As they walked toward the Pioneer Hotel on Front Street to check in and leave their satchels, Pa nodded at several men they passed and stopped to introduce the boys to them. Will shook their hands and murmured a bashful greeting, while Cal had a smile and a question for everyone. Pa didn’t seem to mind Will’s shyness, but he nodded approvingly at Cal’s geniality.

The Pioneer Hotel proprietor, Mr. Arrigoni, greeted Pa by name and offered to take their bags to their room. Pa agreed, and soon he and the boys headed to the telegraph office. Will walked beside Pa, and Cal bounced ahead of them to call back questions, then lagged behind to stare in a shop window. “Cal,” Pa said. “Stay with us.”

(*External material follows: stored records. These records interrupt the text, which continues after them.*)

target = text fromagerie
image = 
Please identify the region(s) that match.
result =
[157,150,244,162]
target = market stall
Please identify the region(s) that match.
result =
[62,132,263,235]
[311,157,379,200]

Men crowded into the telegraph office, many watching the clerk behind the counter tap a key that sounded like “dit dah dah dit, dah dah dah, dit dah dit, dah.” Will didn’t understand Morse code, but he’d read about it. He gaped at the speed with which the operator clicked dits and dahs, tapping out messages that moved from one telegraph station to the next as fast as lightning.

Will knew there’d been a telegraph in Oregon for a couple of years, the wire going north to Portland, through Oregon City, and south to the state capital in Salem. He’d visited the telegraph office in Oregon City. But the final leg between Roseburg, Oregon, and Yreka, California, had recently been completed—the final segment connecting Portland with San Francisco, and from there to the rest of the world.

Will edged toward the counter to see the clerk better. What would it be like to be the first to get the news? Whether it be news of the War, of Indian attacks on the Plains, or of foreign catastrophes? It must be wonderful to have that knowledge and to have the duty of conveying it to all of Oregon.

Cal moved closer to Will and bumped his elbow. “Watch it, Cal,” Will complained.

“Behave, boys,” Pa said from behind them, clapping a hand on Will’s shoulder. Pa blamed every problem on Will, merely because he was the oldest. He’d been responsible for his younger siblings ever since Pa brought Maria into their home.

Will listened while Pa talked to the telegraph operator. “I’d like to send a telegram to California. To my agent in San Francisco.” Pa had business interests in San Francisco and Sacramento, in addition to his investments in Oregon. He’d made money in the gold fields—and kept most of it. Will listened to his parents’ conversations at meals and to Pa’s discussions with other men in town and after church. Will thought proudly that Pa was one of the leading citizens in Oregon City.

“You pay by the word, Mr. McDougall,” the clerk said. “Two bits a word.”